Does it make sense that Kyle’s texting accomplice, Shannon, is included in the lawsuit? If Shannon knew that Kyle was driving during their texting exchange, isn’t she as responsible as Kyle is for the crash? It was her texts that distracted him from the road.
Is it any different from, say, road head? (You’ll have to read last week’s column for context on that one).
It is a New Jersey case. Shannon’s lawyer applied to a New Jersey Judge to dismiss the case as against her. The application, heard last week Friday, was successful, the Judge holding that it is reasonable for text message senders to assume that recipients will behave responsibly. That decision is being appealed.
Shannon had already given evidence under oath, in a deposition, that she didn’t know whether Kyle had been driving at the time of the text exchange. I expect the decision would have been different if there had been proof that she had been aware.
The wheels of justice often move slowly, so I won’t hold my breath for the results of the appeal. What I will do, though, if the right case comes across my desk, is pursue the same arguments here in British Columbia.
It makes sense to me that those knowingly contributing to a dangerous situation should be held accountable.
I would want there to be compelling proof the texting partner knew or ought to have known that the driver was actively engaging in the texting exchange while driving. An example: a girlfriend having a continuous texting exchange with her boyfriend who she knows is on the Coquihalla.
Proof would be easier with a cell phone conversation, than with a text. With a conversation, you can tell from the vehicle noises and context of the discussion that the person you are conversing with is driving.
Even though the distraction level is the same whether you chat on a hand held or hands free cell phone, only hand held cell phone use while driving is banned so far in British Columbia. That distinction won’t stop me from suing you on behalf of an injured victim if your hands free cell phone discussion distracts you to the point of causing a crash.
It also won’t stop me from including your accomplice, the person you were chatting with, as an additional defendant in the lawsuit.

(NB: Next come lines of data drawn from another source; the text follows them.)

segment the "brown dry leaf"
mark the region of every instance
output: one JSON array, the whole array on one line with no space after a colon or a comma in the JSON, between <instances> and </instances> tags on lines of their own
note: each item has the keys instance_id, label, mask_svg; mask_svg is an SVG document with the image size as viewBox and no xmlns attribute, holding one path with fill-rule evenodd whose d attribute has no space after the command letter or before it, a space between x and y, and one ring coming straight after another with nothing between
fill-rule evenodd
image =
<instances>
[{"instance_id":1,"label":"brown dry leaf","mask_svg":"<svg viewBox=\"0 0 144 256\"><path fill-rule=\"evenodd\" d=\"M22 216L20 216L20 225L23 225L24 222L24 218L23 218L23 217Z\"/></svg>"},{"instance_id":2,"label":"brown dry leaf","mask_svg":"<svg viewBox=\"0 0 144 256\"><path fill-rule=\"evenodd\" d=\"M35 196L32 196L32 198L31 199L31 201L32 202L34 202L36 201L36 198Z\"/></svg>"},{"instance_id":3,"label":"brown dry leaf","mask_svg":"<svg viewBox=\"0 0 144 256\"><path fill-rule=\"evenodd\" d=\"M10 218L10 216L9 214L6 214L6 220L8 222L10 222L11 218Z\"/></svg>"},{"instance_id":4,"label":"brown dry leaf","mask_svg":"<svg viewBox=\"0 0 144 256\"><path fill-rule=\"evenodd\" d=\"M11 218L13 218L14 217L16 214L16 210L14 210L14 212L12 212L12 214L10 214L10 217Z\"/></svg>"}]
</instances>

Make the choice to stop being an accomplice to distracted driving. Refuse to participate in a texting exchange with someone you know or believe to be behind the wheel. If a driver insists on chatting with you on a cell phone, require the driver to pull over before participating in the discussion.
You will face irritation from drivers who you inconvenience by your choice. I certainly have faced that irritation. Feel free to blame me if a safety justification feels insufficient. The driver is protected by mandatory liability insurance if he or she hurts someone. You aren’t.